Home Read Classic Album Review: Blues Traveler | Truth Be Told

Classic Album Review: Blues Traveler | Truth Be Told

The veteran jammers are a little too smooth and controlled on their seventh album.

This came out in 2003 – or at least that’s when I got it. Here’s what I said about it back then (with some minor editing):

 


Life in Blues Traveler these days probably seems too good to be true.

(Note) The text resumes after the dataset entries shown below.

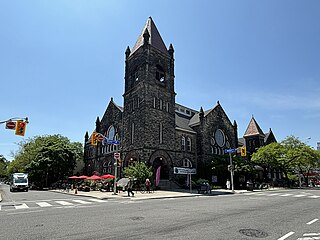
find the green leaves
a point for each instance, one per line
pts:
(47, 158)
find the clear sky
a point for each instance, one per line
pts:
(61, 61)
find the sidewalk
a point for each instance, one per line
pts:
(143, 196)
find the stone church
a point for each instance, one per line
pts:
(151, 126)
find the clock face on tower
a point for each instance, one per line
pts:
(219, 137)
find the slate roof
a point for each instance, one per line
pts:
(182, 122)
(253, 129)
(155, 38)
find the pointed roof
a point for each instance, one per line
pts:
(253, 129)
(155, 38)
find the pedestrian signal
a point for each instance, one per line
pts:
(243, 151)
(94, 138)
(21, 127)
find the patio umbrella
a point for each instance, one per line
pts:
(73, 177)
(83, 177)
(107, 176)
(94, 177)
(122, 182)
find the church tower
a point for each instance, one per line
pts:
(149, 97)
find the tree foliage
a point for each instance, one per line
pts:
(138, 170)
(3, 166)
(290, 155)
(46, 158)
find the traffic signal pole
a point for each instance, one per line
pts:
(231, 172)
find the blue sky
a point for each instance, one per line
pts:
(61, 61)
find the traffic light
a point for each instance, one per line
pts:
(94, 138)
(20, 127)
(243, 151)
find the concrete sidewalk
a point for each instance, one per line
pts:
(144, 196)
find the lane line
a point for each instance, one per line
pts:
(22, 206)
(286, 236)
(43, 204)
(312, 221)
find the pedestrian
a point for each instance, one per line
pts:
(130, 186)
(148, 185)
(228, 184)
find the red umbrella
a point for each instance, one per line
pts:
(94, 177)
(83, 177)
(107, 176)
(73, 177)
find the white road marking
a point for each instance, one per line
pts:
(64, 203)
(300, 195)
(314, 196)
(43, 204)
(286, 195)
(22, 206)
(96, 200)
(81, 201)
(311, 234)
(286, 236)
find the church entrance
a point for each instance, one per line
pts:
(160, 164)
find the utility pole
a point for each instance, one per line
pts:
(231, 171)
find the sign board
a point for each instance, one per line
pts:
(178, 170)
(116, 156)
(10, 125)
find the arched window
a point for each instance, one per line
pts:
(183, 144)
(187, 163)
(189, 144)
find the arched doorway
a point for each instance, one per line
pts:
(164, 168)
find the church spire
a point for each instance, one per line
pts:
(151, 34)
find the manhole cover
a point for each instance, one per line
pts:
(253, 233)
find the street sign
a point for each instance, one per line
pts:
(100, 138)
(178, 170)
(10, 125)
(230, 150)
(114, 142)
(116, 156)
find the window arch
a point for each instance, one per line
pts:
(183, 143)
(160, 73)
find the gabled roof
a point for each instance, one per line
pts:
(155, 38)
(182, 123)
(253, 129)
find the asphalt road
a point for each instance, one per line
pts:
(276, 215)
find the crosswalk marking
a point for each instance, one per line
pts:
(97, 200)
(81, 201)
(301, 195)
(314, 196)
(21, 206)
(64, 203)
(43, 204)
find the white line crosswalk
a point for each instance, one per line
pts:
(50, 203)
(282, 195)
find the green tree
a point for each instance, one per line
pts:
(3, 166)
(47, 158)
(138, 170)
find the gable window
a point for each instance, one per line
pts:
(183, 143)
(189, 144)
(161, 135)
(187, 163)
(160, 74)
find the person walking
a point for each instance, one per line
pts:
(228, 184)
(148, 185)
(130, 186)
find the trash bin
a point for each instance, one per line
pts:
(249, 186)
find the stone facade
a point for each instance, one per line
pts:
(152, 127)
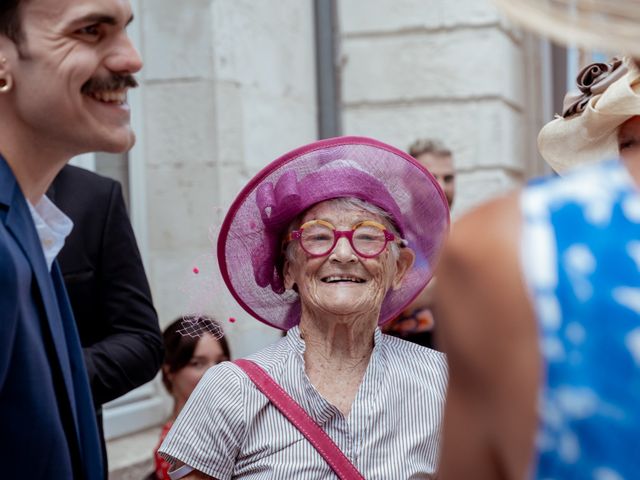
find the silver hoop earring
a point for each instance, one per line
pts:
(5, 84)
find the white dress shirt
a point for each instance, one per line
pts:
(52, 226)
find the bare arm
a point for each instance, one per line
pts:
(489, 334)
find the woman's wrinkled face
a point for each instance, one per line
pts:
(629, 137)
(343, 283)
(208, 352)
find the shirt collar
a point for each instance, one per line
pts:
(52, 226)
(296, 341)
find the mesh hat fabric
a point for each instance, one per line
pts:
(249, 245)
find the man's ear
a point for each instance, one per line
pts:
(7, 57)
(403, 264)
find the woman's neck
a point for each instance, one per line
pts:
(337, 353)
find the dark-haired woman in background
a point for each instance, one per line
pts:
(186, 360)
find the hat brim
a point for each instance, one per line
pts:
(420, 202)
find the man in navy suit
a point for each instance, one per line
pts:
(65, 68)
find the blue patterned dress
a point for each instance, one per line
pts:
(581, 258)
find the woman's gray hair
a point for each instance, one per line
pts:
(355, 203)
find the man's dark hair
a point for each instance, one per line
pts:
(10, 19)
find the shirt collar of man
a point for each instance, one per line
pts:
(53, 227)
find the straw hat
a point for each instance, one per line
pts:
(608, 95)
(611, 25)
(250, 240)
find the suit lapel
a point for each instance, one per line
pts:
(20, 224)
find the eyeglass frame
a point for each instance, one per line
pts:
(348, 234)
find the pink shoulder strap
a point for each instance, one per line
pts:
(325, 446)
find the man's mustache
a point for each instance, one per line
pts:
(112, 82)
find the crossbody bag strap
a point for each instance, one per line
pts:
(293, 412)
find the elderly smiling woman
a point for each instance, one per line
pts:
(328, 242)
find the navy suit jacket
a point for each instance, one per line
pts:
(47, 423)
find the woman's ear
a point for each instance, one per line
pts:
(167, 375)
(404, 263)
(289, 281)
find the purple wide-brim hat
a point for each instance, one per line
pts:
(250, 242)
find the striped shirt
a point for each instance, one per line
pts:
(228, 428)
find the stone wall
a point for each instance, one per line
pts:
(453, 71)
(229, 85)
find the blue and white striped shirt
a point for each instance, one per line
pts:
(229, 429)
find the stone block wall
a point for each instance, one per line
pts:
(452, 71)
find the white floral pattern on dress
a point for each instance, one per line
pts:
(581, 260)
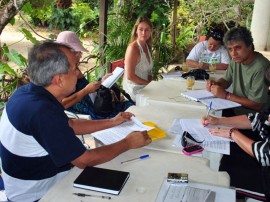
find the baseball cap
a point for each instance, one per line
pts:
(70, 39)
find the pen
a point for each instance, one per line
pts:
(97, 196)
(141, 157)
(209, 109)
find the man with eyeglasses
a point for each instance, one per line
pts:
(245, 73)
(82, 100)
(210, 51)
(38, 143)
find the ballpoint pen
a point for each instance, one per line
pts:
(141, 157)
(90, 195)
(209, 109)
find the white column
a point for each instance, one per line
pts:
(260, 24)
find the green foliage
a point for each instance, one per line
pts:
(29, 36)
(78, 18)
(11, 77)
(39, 11)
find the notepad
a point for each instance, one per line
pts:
(116, 74)
(102, 180)
(220, 104)
(117, 133)
(197, 95)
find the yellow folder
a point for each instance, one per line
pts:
(155, 133)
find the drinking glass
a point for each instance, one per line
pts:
(190, 81)
(185, 67)
(212, 68)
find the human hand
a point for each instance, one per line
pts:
(209, 83)
(92, 87)
(209, 120)
(221, 132)
(218, 91)
(105, 77)
(137, 139)
(122, 117)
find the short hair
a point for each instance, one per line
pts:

Singer and harmonica player John Popper seems to have conquered the weight problem that undermined his health and led to an angioplasty a few years back. The veteran jammers seems to have regrouped in the wake of the untimely, drug-fuelled death of bassist Bobby Sheehan. They even added a talented songwriter in new bassist Tad Kinchla, brother of guitarist Chandler. So why, then, is their seventh studio release Truth Be Told so ho-hum? It’s not as if all the usual ingredients aren’t here — the boys lay down the breezy blues and roots grooves. Popper adds his supple vocals, heartfelt lyrics and tasty harp licks. And it all fits together seamlessly. Perhaps a little too seamlessly. Despite a few songs on the album’s second half that rock out acceptably, for the most part, these dozen cuts come off as a little too smooth and controlled, lacking the spark and grit needed to engage the listener. Truth be told, maybe Blues Traveler have become too comfortable for their own good.